Wer heute die Verzeichnisse und Listen liest, in denen Barbara Stollberg-Rilingers Verdienste, Mitgliedschaften, Ehrungen und Preise aufgezählt werden, der wird kaum glauben, dass die so Hochdekorierte in der Schule mit dem Fach Geschichte wenig bis nichts anzufangen wusste. „Ich fand es schlicht und einfach langweilig.“ So betrachtet, war es nur konsequent, dass sie zunächst Deutsch und Kunstgeschichte studierte. Eine Freundin schwärmte kurz darauf von einem angeblich interessanten Geschichts-Seminar, das es sich zu besuchen lohnen würde. Barbara Stollberg-Rilinger schnupperte hinein – und war schnell begeistert.

Es sind in erster Linie das 17. und 18. Jahrhundert, für das sie sich im Laufe ihrer Karriere besonders interessierte. Sie gilt längst als eine führende Expertin der politischen Theorie, Publizistik und juristischen Literatur dieser Epoche.
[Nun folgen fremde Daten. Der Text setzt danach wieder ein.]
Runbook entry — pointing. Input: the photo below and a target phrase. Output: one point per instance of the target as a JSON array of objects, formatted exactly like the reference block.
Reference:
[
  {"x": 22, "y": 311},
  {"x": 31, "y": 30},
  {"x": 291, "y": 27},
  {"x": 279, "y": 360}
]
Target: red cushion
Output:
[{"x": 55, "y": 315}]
Ein besonderes Augenmerk legte sie seit jeher auf die Bedeutung und Funktion von Symbolen und Ritualen, auf denen auch das Heilige Römische Reich deutscher Nation viel stärker basierte als etwa auf einer gemeinsamen Verfassungsgeschichte.

In genau jener Zeit lebte eine Persönlichkeit aus dem Hause Habsburg am Wiener Hof, für die sich Barbara Stollberg-Rilinger intensiv zu interessieren begann, als sie 2015 selbst als Fellow am Berliner Wissenschaftskolleg arbeitete: Erzherzogin Maria Theresia von Österreich. Als Historikerin hatte sie immer mal schon auf die Möglichkeit geschielt, eine Biographie zu veröffentlichen. Aber erst mit dem Angebot eines Verlags, der den 300. Geburtstag der ehemaligen Monarchin im Jahr 2017 als günstiges Veröffentlichungsdatum auserkoren hatte, kam die entscheidende Bewegung in das Projekt.

Und wie! Mit ihrem mehr als 1000 Seiten umfassenden Werk, das mit „Maria Theresia – die Kaiserin in ihrer Zeit“ überschrieben ist, landete Barbara Stollberg-Rilinger einen wahren Coup. Das Buch rangierte wochenlang auf den Bestsellerlisten, die Rezensenten waren mehrheitlich begeistert. Und dann der Höhepunkt: Sie gewann mit ihrer Beschreibung dieser außergewöhnlichen „Weiberherrschaft“ den „Preis der Leipziger Buchmesse“ in der Kategorie Sachbuch/Essayistik. „Eine phantastische Auszeichnung, über die ich mich natürlich sehr gefreut habe“, unterstreicht die Autorin. Das Interesse ist mittlerweile sogar in Fernost angekommen: In Kürze steht die Übersetzung ins Chinesische an.